Ya que hablamos de la selección española. ¿Se ve pronto? ¿Se lo plantea?

—Creo que todo jugador que está en la élite y que ha tenido algún vínculo con la selección en categorías inferiores se ve con esa posibilidad. Pero hay que comprender el nivel que tiene este equipo en competiciones internacionales, ya que opta por los títulos hasta el final.
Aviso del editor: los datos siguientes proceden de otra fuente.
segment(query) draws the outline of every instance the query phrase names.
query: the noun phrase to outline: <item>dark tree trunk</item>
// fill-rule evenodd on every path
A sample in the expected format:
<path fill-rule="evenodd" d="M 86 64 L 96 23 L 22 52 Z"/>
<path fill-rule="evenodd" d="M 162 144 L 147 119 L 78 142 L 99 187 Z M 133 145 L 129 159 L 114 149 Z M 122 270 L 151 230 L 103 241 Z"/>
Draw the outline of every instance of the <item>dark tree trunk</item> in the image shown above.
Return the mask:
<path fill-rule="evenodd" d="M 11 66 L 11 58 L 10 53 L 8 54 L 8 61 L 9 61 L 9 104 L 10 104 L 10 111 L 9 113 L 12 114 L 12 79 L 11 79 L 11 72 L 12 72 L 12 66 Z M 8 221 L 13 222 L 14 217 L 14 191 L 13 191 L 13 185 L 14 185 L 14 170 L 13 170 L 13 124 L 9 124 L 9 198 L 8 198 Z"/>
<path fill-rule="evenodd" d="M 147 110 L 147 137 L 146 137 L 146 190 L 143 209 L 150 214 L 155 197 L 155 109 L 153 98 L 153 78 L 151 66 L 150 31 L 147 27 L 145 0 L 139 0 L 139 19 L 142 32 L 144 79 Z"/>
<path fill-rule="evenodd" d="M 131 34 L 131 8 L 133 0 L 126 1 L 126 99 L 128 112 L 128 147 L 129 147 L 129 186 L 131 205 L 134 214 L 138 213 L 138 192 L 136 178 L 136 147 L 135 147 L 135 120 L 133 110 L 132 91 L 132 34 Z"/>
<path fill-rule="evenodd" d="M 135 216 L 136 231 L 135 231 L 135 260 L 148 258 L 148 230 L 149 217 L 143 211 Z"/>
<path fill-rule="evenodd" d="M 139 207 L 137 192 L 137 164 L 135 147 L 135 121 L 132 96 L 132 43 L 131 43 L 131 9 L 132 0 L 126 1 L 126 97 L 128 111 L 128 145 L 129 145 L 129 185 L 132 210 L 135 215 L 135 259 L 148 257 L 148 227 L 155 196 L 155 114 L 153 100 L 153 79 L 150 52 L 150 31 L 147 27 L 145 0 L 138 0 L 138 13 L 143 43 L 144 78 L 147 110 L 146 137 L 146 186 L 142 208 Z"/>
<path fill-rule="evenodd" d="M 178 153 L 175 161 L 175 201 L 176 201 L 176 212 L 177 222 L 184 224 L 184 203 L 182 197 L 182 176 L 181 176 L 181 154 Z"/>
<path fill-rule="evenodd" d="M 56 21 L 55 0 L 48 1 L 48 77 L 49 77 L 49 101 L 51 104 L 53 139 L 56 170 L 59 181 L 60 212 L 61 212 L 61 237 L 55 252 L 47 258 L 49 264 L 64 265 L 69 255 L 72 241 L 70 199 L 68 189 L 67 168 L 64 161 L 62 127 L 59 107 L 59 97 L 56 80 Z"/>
Es decir, hay 14 jugadores que son impresionantes y en la recámara se quedan otros 10 que podrían hacerlo igual de bien.

—Volvamos a Benicarló. ¿Fue Miki el que le pescó?

—Efectivamente, él fue el que vino a verme en competiciones con la selección andaluza y cuando estaba en el Adecor.

—¿Sabe que es usted un privilegiado por eso?

—He conocido a Miki en Benicarló, pero siempre he tenido referencias de todo lo que ha sido capaz de aportarle al fútbol sala en España desde hace mucho tiempo. Hizo un gran equipo en el Valencia, aunque de eso sé poco porque era un niño, e incluso antes. Es un entrenador del que se aprende.

—Y este enero se ha convertido en uno de los fichajes mediáticos tras marcharse al CajaSegovia.

—Tal vez, el más importante sea el de Tobe al Interviú, pero sí es cierto que en una ciudad como Segovia se vive el fútbol sala con una intensidad mayor.

—¿Eso será más presión?

—En lo deportivo no lo creo. Vengo a sumar, que es lo que hace todo tipo de deportista en cualquier equipo. Los roles dentro del equipo ya me los iré ganando.

—Y más en un CajaSegovia, que se puede entender como un grande.

—Esta ciudad y este equipo han sido un referente en el fútbol sala europeo. Y de eso te das cuenta nada más llegar a las oficinas del club. El año pasado estuvo cerca de ganar la Liga y la posición actual es buena.